Jane Nassau Senior (1828–1877) ; The First Woman in The White Hall

Senior was born Jane Elizabeth Hughes at Uffington on the 10 December 1828, the only sister of the author Thomas Hughes and six other brothers. She married Nassau John Senior on 10 August 1848 at Shaw Church. Her relief work with soldiers returning from the Franco-Prussian War led to the foundation of the National Society for Aid to Sick and Wounded in War in 1870, forerunner of the British Red Cross; and her work with impoverished children in Surrey led to her appointment in 1873, as an assistant inspector of workhouses.
She died of 'cancer of the womb' and exhaustion on 24 March 1877, aged 48; and is buried in Brookwood Cemetery in Surrey.

Jeanie (pronounced 'Jay-nee') Senior, née Hughes, sister of Thomas Hughes, author of 'Tom Brown's Schooldays', was probably the greatest amateur singer of her day (she was selected to test the accoustics of the new Albert Hall) and was also one of the great humanitarian women of the 19th century, along with Florence Nightingale, Josephine Butler and others whose names are now sadly forgotten. Her charitable work on behalf of pauper children, friendless servant girls and others, along with the fact that she was a co-founder of the British Red Cross and the first woman to be appointed to high public office in Whitehall (i.e. central government civil service), would be enough to perpetuate her name, but the story of her life is made all the more fascinating by the remarkable number of eminent and interesting people she knew; these included George Eliot (who wrote about her), Millais (who painted her), G. F. Watts, the 'English Michelangelo' (who also painted her - and whose muse she became), Julia Margaret Cameron (who photographed her), Jenny Lind, the 'Swedish Nightingale' (who sang with her), Lord Tennyson, Florence Nightingale, Octavia Hill, co-founder of the National Trust, Prosper Mérimée, the author of Carmen (who tried to seduce her - failing miserably), and many other. 

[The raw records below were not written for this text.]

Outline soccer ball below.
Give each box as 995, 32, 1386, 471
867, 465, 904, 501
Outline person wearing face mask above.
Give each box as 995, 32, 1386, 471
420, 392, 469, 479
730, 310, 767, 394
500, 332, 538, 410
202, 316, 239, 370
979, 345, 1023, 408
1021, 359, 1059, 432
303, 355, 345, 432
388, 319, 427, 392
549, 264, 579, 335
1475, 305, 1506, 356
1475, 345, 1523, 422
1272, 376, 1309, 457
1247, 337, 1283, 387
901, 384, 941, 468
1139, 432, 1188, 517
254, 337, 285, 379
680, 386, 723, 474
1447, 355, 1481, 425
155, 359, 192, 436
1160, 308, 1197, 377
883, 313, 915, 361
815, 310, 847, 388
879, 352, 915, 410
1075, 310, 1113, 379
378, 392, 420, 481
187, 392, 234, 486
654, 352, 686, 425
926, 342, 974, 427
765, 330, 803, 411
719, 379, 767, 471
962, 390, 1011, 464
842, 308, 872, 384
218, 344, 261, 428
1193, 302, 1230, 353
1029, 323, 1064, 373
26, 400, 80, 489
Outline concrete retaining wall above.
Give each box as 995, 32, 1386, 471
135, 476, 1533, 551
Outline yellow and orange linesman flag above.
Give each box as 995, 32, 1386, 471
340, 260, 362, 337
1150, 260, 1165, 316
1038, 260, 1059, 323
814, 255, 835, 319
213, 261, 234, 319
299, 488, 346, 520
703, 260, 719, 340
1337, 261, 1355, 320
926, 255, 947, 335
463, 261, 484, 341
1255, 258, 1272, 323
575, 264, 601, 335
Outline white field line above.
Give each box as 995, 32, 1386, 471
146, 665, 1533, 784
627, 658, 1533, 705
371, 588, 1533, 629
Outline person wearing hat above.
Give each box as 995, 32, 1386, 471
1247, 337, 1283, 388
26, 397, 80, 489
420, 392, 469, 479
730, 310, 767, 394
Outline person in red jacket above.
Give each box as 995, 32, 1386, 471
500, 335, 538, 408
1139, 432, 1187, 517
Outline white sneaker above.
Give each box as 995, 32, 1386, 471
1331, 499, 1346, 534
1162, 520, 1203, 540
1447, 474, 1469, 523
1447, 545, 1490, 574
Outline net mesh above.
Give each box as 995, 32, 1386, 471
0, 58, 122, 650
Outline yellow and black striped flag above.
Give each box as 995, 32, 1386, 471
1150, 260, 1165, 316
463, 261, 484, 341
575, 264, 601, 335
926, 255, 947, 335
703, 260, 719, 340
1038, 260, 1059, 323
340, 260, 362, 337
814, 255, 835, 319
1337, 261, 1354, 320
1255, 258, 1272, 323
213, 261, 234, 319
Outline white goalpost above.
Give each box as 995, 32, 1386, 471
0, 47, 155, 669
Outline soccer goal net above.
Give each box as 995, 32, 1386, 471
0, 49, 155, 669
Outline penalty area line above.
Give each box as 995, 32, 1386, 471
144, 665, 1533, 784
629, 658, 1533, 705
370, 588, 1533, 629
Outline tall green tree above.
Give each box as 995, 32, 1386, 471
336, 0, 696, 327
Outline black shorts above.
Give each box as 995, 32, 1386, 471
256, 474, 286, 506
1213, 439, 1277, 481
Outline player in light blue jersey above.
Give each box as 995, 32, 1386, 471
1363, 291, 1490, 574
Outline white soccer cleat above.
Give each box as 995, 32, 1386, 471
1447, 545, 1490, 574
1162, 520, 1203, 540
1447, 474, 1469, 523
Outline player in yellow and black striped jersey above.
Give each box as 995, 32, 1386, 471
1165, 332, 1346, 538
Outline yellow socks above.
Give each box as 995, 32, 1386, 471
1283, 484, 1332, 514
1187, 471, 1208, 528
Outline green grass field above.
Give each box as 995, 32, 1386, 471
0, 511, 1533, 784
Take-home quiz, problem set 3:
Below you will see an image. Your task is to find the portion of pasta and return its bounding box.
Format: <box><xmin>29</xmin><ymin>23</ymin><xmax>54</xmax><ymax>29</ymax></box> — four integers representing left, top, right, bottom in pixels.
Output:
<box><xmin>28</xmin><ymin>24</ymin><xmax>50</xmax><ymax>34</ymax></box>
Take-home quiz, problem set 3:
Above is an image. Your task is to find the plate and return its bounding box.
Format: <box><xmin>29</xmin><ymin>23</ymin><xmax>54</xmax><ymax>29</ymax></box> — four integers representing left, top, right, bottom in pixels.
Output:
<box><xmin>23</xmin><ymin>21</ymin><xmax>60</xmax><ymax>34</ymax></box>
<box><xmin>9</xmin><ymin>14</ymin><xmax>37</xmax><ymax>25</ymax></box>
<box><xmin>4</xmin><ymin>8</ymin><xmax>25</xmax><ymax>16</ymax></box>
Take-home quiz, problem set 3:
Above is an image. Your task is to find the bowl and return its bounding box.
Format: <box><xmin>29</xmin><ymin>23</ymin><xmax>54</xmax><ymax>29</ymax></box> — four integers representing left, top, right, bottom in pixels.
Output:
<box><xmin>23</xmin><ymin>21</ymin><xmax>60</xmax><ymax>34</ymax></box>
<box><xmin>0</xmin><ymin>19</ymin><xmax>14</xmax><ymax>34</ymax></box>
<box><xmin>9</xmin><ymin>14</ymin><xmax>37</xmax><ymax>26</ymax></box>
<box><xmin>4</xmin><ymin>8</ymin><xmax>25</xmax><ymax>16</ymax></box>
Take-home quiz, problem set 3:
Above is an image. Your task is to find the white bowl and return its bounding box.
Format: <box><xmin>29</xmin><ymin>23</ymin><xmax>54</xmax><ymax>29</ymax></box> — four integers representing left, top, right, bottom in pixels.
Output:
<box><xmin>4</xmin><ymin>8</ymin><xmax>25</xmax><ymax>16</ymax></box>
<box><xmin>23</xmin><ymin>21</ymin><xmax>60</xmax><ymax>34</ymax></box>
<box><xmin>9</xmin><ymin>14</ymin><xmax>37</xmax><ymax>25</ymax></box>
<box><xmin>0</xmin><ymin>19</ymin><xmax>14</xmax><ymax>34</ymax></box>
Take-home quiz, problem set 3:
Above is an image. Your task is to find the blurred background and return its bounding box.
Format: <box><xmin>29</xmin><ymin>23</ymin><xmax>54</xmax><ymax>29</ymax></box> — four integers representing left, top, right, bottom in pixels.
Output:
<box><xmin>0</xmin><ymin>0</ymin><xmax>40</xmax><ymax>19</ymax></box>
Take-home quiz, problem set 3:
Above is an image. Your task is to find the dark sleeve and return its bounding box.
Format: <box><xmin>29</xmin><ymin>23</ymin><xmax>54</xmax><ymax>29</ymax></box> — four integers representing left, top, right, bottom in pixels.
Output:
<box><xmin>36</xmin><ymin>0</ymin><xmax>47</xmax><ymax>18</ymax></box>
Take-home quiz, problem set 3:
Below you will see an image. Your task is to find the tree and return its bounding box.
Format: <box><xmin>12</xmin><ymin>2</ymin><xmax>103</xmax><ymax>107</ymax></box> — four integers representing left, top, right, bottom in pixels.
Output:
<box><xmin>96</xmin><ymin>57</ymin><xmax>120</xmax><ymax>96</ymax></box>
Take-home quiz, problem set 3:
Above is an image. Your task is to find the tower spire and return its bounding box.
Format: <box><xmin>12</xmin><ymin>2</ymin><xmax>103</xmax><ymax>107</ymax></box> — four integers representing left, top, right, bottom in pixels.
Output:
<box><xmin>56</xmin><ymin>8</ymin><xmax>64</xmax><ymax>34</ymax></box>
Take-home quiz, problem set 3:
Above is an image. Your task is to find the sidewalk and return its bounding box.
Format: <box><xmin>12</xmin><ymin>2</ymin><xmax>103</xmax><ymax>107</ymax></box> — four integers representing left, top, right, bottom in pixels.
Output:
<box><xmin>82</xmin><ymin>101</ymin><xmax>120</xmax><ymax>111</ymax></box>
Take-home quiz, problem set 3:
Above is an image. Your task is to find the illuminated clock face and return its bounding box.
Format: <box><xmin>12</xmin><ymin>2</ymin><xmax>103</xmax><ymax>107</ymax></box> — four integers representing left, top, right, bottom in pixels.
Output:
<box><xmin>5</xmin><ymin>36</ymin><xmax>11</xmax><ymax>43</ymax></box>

Nonetheless, her appointment to high public office in Whitehall was fiercely resisted and her subsequent report on the education of pauper girls caused a furore and was savagely attacked in the press. She was vilified by The Times and publicly accused of lying in its correspondence columns. Her detractors, who referred to her as 'That Woman', afforded her no respite even when she was confined to her bed and dying of exhaustion and cancer. She fought the long defeat, from her bed, with the backing of Florence Nightingale, George Eliot, Octavia Hill, Lord Shaftesbury, Sir James Stansfeld and others, but 'it was too much - she fell asleep on the 24th March 1877. Sadly for the generations of pauper children concerned it was to be many years before her recommendations were implemented or another woman appointed to high public office, but her example was not forgotten, by some at least, and she became an icon for the Women's Movement during its most difficult years.